Run an initial evaluation benchmark
Once you've completed artifact onboarding and created a benchmark, it's time to run that benchmark for this GenAI model. This is a stage in the evaluation workflow.
Run the first evaluation to assess the model's performance. The data, which are the reference prompts and responses from the current version of the model, are fed into the evaluation and you can see performance across your slices and criteria.
Evaluate overview
-
Select Run a new evaluation.
-
Select the criteria you'd like to use for this evaluation.
-
Select Run evaluation and wait for the assessment to complete.
The Evaluations page displays the results in two ways:
- Iteration Overview, or performance plot
- Latest report table
Iteration overview
The iteration overview is a plot that shows how your performance has changed over recent benchmark runs.
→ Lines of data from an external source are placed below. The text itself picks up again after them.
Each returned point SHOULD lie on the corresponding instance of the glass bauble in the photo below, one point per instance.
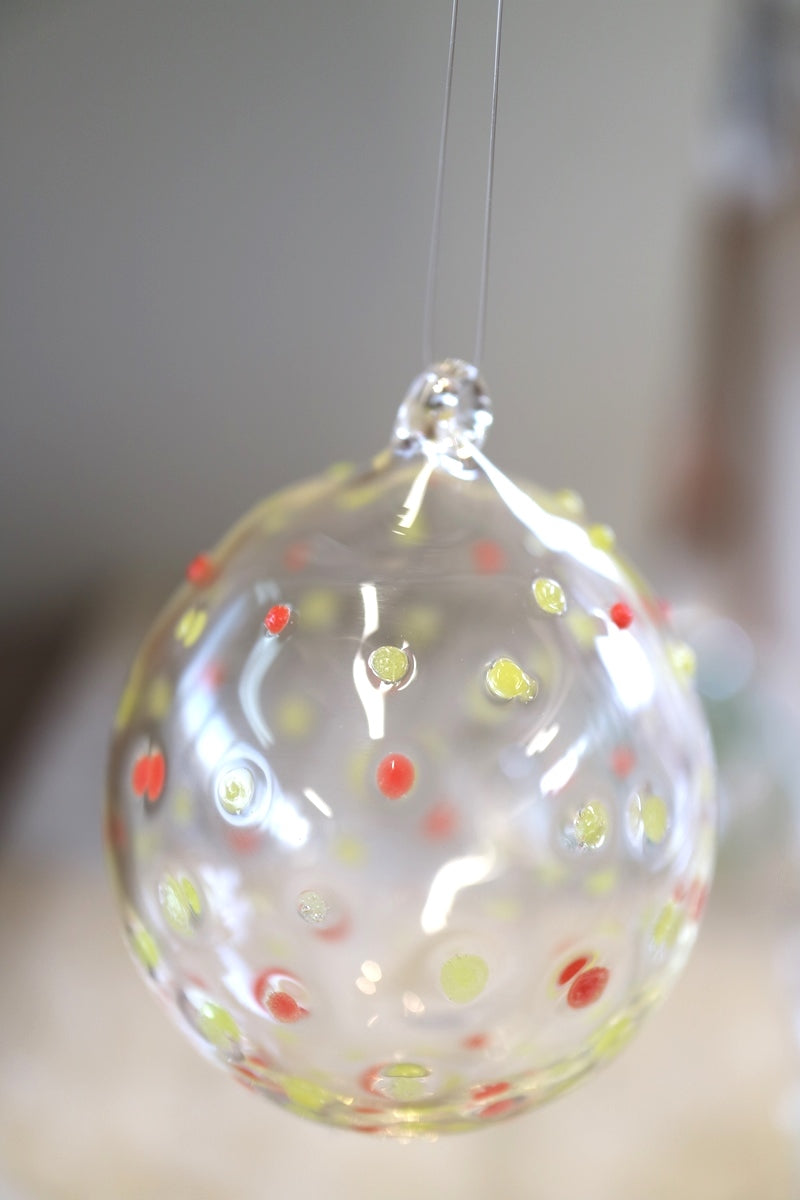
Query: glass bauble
(411, 802)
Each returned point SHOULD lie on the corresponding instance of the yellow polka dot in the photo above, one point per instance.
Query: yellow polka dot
(128, 700)
(668, 925)
(191, 625)
(405, 1071)
(463, 977)
(590, 825)
(349, 851)
(295, 717)
(683, 660)
(180, 903)
(549, 597)
(318, 610)
(216, 1025)
(358, 497)
(306, 1095)
(506, 681)
(612, 1037)
(602, 538)
(655, 819)
(569, 503)
(389, 664)
(235, 790)
(404, 1090)
(144, 947)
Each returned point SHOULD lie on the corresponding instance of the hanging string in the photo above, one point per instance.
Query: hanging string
(435, 234)
(480, 333)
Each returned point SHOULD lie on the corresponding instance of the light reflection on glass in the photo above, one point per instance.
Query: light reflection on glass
(629, 667)
(447, 882)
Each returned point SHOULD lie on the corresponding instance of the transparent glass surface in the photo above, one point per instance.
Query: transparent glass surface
(410, 798)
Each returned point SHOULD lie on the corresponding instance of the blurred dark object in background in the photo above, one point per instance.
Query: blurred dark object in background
(35, 649)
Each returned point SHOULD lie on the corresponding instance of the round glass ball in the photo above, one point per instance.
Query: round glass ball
(410, 798)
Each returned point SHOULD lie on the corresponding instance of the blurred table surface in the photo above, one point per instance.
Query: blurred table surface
(102, 1099)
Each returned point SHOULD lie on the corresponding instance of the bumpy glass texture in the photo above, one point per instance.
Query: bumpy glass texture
(410, 798)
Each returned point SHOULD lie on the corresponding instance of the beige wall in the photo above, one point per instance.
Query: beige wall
(214, 223)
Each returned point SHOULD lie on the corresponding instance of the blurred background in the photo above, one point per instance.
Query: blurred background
(214, 233)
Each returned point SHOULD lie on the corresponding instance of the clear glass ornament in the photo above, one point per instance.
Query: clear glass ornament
(410, 798)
Different data splits, criteria, and slices can be selected so you can focus on what you care about. This is a helpful image to share with those interested in how your project is going. When you run the first evaluation, you will see points rather than lines in the plot. Once you have run multiple iterations, you will see lines connecting the points so you can visually track trends in performance.
Axes:
- X-Axis (Runs): Represents different evaluation runs, ordered sequentially (e.g., Run 2 through Run 7). Each run corresponds to an iteration where the evaluation criteria were executed.
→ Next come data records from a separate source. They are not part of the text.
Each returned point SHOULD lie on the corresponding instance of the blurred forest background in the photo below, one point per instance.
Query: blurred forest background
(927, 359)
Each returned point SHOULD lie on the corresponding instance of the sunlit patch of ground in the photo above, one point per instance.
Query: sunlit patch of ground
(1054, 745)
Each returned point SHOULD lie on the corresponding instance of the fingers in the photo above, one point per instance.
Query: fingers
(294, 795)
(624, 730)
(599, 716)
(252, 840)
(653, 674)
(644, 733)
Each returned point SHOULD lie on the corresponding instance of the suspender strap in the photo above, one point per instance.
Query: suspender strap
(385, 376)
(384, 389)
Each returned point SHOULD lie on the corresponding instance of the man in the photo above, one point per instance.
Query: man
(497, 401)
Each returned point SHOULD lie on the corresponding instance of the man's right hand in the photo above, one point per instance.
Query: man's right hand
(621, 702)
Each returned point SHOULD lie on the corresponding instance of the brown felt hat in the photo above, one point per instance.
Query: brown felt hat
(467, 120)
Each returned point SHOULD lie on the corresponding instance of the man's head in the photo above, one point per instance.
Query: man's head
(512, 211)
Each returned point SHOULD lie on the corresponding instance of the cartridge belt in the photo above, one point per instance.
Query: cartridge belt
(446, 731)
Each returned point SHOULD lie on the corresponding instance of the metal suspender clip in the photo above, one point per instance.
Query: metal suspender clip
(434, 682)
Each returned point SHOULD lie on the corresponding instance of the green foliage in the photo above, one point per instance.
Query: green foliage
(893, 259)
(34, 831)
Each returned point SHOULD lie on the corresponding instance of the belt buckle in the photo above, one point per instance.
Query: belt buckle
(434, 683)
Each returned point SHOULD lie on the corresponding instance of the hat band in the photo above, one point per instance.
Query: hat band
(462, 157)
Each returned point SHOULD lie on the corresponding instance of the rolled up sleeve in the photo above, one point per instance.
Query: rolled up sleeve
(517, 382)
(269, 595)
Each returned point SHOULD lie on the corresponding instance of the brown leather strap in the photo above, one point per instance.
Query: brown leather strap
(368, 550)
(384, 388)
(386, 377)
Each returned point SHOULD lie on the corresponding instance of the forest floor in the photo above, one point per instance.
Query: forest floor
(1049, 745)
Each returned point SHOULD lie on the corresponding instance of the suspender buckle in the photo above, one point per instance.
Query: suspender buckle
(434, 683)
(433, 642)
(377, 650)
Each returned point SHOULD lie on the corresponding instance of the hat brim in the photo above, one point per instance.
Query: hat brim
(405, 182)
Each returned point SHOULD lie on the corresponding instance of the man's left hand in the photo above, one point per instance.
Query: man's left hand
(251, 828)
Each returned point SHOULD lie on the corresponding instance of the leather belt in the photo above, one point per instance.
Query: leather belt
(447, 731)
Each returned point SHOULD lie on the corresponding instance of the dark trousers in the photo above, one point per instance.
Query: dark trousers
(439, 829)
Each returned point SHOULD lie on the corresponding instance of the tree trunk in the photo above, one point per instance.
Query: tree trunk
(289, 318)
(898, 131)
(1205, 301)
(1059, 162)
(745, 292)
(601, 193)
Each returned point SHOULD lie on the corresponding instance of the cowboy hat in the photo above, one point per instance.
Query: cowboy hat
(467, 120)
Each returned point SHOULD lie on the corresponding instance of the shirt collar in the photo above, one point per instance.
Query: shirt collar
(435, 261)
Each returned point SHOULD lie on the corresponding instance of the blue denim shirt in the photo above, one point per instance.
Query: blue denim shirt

- Y-Axis (Criteria Score): Displays the average value of the selected evaluation criteria (e.g., Correctness, Completeness, Safety) for each run. It can also display SME agreement with the programmatic evalutor.
Color legend:
- Blue Line (train split): Shows the performance of the GenAI app on the training split.
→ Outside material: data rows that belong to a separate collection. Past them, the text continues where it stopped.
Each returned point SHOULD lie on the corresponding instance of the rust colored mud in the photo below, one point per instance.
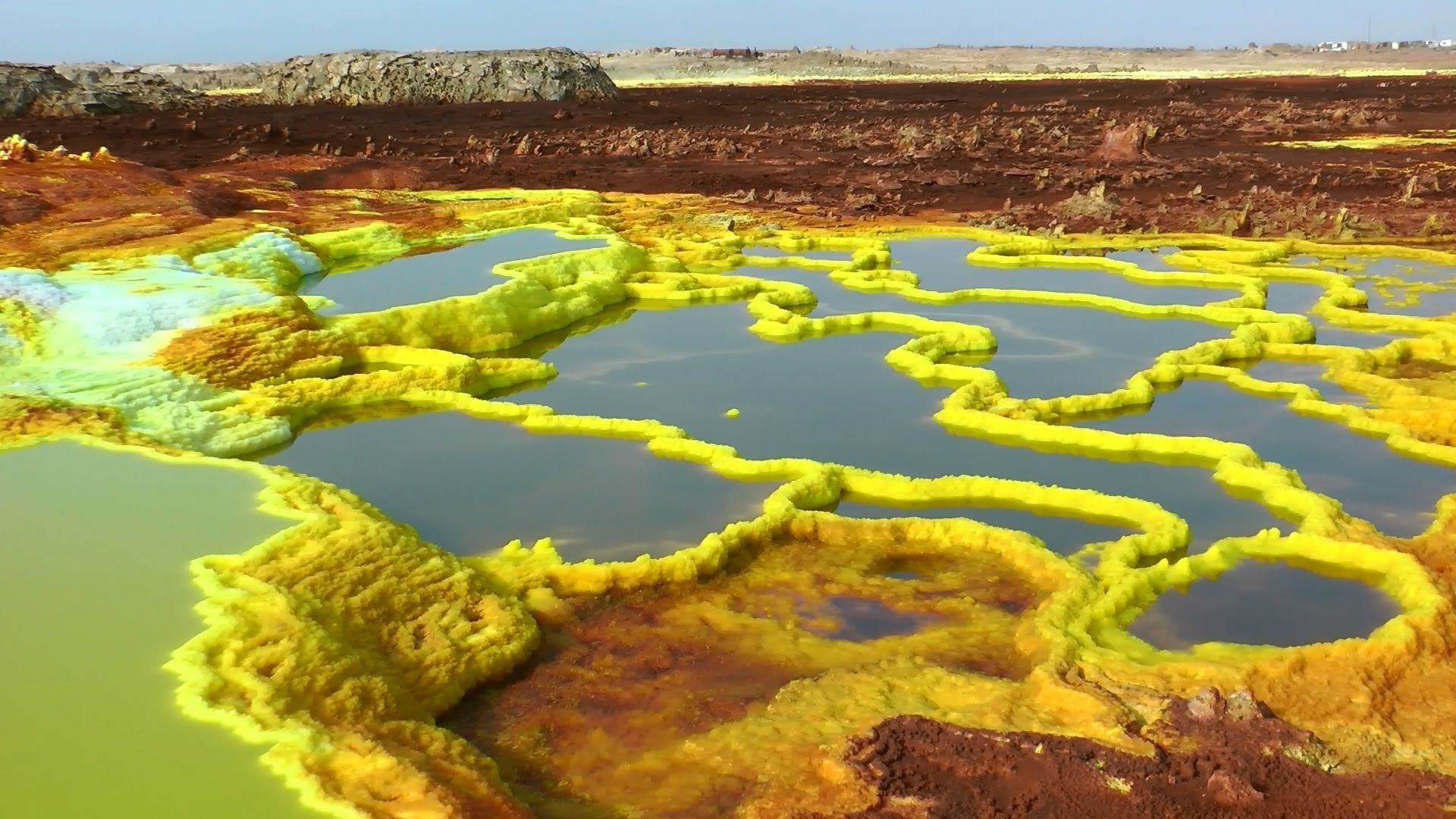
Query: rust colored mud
(625, 681)
(1190, 155)
(1212, 760)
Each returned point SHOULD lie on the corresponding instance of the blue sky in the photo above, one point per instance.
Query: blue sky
(264, 30)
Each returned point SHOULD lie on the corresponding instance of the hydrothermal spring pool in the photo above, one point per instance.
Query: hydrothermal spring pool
(612, 512)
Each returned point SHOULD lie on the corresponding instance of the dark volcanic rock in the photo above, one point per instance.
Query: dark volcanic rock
(39, 91)
(364, 77)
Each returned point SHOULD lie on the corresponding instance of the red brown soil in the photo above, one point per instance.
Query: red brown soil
(870, 149)
(1232, 763)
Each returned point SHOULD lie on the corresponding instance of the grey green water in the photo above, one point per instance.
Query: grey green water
(1310, 373)
(835, 400)
(1298, 297)
(1269, 604)
(438, 275)
(1370, 480)
(95, 595)
(472, 485)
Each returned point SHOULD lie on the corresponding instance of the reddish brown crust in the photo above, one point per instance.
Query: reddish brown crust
(1232, 763)
(867, 149)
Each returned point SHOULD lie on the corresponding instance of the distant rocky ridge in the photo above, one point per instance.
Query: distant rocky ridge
(193, 76)
(41, 91)
(382, 77)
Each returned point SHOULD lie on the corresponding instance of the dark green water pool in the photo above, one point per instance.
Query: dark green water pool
(1269, 604)
(472, 485)
(1398, 494)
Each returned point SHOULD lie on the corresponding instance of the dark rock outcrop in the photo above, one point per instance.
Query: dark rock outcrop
(382, 77)
(41, 91)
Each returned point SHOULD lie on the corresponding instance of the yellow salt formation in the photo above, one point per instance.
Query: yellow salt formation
(340, 642)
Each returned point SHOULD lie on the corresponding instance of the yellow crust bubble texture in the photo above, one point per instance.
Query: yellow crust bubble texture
(340, 642)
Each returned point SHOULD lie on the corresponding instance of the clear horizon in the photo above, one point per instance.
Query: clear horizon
(172, 31)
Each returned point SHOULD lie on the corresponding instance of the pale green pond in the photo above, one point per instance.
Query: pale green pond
(95, 595)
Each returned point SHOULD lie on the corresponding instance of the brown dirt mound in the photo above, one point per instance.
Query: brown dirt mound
(1213, 760)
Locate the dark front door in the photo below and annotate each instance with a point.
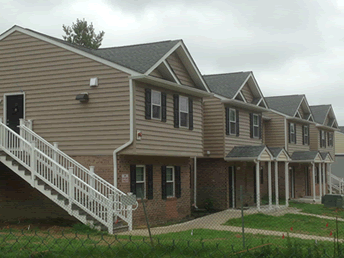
(232, 186)
(14, 111)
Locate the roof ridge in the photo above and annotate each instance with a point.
(141, 44)
(226, 73)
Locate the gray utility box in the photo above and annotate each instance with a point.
(333, 200)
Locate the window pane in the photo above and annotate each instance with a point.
(140, 190)
(255, 131)
(232, 115)
(169, 189)
(183, 119)
(156, 111)
(255, 120)
(156, 97)
(169, 174)
(139, 174)
(233, 128)
(183, 104)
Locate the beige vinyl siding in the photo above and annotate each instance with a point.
(298, 146)
(339, 143)
(244, 136)
(51, 77)
(161, 138)
(246, 91)
(274, 130)
(156, 73)
(214, 127)
(180, 70)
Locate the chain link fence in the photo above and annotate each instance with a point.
(297, 230)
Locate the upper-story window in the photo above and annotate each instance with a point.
(305, 131)
(255, 126)
(156, 104)
(183, 111)
(292, 132)
(330, 139)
- Pink Line (valid split): Shows the performance of the GenAI app on the validation split.
Each dot represents a score for a specific run.
Controls:
- Criteria Selector: Choose the evaluation criteria you want to track (e.g., Correctness).
- Score: Toggle between mean evaluator score and SME agreement rate.
- Split Selector: Toggle between different dataset splits (e.g., train, valid, or both).
- Datapoint Filter: Filter by All Datapoints or specific slices.
Latest report data
Snorkel displays metrics for the latest evaluation run at the bottom of the page in a table. Use the table to select individual data splits. Here you can see the evaluator score per criteria, per slice. Each criteria also shows an agreement rate between the evaluator(s) and the SME. The higher the agreement rate, the higher the confidence in the programmatic evaluator.
The goal for creating a benchmark you can trust is to improve this agreement rate, so that the evaluator rates responses like a human would, whether that is a high, low, or medium score.
Select View all data to get a table view of all data points with evaluator outputs.

Next steps
After running your initial evaluation, you will likely need to refine the benchmark to improve its alignment with your business objectives. This refinement process is iterative and ensures your evaluation provides meaningful insights about your GenAI model's performance.